Thank you! Personally, I find it very exciting to be working on these problems.

With respect to boosting, we have more investigation to do, of course; the tricky issue with the biological domain is that we know the underlying data is incredibly noisy. How to walk the line of extracting maximum predictive performance without overfitting is the challenge, since we know that a lot of the raw data points are unreliable. Any algorithm we use has to be able to handle this scenario deftly.

[gone35]

Absolutely. There has been some work specifically on boosting in the presence of noise --see for instance [1], and Sec. 12.3.3 of Schapire's book-- using branching programs/BDDs as base learners. It's definitely worth taking a look.

[1] http://research.microsoft.com/en-us/um/people/adum/publicati...

[friendly_chap]

As a techie who is not involved in machine learning, I see these AI articles coming up and I wonder if it's me or AI is indeed on the rise after such a long stagnation?

Is this newfound excitement and interest in AI fuelled by actual, objective advances?
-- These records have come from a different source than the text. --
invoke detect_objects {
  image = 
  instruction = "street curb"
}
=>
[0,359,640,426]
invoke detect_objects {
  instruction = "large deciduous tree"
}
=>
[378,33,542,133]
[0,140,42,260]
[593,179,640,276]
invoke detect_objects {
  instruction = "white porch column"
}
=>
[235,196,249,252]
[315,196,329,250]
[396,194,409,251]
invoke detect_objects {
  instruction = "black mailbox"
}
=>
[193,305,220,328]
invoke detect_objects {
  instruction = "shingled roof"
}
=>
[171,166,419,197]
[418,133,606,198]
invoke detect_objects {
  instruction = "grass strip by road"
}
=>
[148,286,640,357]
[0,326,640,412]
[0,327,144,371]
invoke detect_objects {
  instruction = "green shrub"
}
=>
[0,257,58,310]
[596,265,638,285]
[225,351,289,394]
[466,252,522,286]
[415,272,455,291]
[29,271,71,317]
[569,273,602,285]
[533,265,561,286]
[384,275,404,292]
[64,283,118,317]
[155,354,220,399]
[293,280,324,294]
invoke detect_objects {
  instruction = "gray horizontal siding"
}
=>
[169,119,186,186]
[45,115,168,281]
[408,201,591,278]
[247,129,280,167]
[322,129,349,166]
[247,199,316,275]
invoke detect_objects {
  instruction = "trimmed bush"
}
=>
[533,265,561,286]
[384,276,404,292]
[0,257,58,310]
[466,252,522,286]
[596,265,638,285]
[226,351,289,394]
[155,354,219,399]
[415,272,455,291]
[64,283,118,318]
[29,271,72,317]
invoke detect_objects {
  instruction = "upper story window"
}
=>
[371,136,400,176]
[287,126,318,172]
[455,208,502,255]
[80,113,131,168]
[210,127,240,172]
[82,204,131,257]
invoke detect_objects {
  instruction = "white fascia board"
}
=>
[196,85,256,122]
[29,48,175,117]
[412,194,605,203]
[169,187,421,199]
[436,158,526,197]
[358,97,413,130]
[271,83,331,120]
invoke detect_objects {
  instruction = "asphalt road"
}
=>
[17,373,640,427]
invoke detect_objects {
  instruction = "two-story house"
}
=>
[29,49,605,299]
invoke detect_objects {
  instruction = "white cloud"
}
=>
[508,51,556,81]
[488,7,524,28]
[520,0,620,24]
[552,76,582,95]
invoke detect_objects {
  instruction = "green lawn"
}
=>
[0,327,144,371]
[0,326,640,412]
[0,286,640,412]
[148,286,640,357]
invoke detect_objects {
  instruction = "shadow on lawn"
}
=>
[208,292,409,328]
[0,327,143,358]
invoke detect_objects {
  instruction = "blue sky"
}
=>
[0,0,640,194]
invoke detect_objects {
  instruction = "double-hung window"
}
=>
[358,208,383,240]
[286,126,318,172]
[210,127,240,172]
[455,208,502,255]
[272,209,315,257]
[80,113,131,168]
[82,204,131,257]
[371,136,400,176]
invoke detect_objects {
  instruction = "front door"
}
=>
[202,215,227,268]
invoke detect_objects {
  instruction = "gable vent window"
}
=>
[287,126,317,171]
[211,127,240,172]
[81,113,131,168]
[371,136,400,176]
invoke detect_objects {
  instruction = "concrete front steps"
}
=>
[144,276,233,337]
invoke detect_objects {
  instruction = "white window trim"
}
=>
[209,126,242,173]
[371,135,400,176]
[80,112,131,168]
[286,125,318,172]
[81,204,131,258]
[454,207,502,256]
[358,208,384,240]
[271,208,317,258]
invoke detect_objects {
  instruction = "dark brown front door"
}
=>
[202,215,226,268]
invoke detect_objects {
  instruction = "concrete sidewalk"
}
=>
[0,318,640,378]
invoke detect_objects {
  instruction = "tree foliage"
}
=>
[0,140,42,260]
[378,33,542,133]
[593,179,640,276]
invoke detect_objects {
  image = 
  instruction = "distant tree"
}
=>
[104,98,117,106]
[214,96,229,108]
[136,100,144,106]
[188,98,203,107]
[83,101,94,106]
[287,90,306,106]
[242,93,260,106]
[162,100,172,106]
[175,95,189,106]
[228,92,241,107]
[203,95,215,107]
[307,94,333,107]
EDIT: Keep up the good work, I sincerely hope that the work you do will make the world a better place. I wish I could help somehow.

[aheifets]

New medical discoveries aside, we're seeing self-driving cars and speech recognition that runs on a cell phone. I grew up reading about those kinds of things in Asimov, so I personally find the progress pretty exciting.

[jisaacso]

Hi Abraham, could you describe some of the differences between Atomwise's approach and D.E. Shaw research's approach to computational identification of novel pharmaceuticals? Thanks!

[aheifets]

As you might expect, there are trade-offs, and it's a question of picking the right tool for the job.

My understanding of D.E. Shaw's approach is that they're doing molecular dynamics, i.e. simulation. You get to watch the motion of every atom in the system. That allows for a close investigation of a given protein's movements, which is great especially if you're trying to learn about its biology. Unfortunately, it is rather computationally expensive; while I don't know DESRES's latest stats, I've seen reports on large parallel MD simulations completing about once per day.

In contrast, we've posed the question of binding as a machine learning problem. Neural networks are computationally expensive to train, but make predictions quickly. Our system can assess millions of protein-drug pairs per day, since we're not simulating the motion of every atom. You don't get to watch what each atom is doing, but you get insight into the behavior of lots of potential medicines.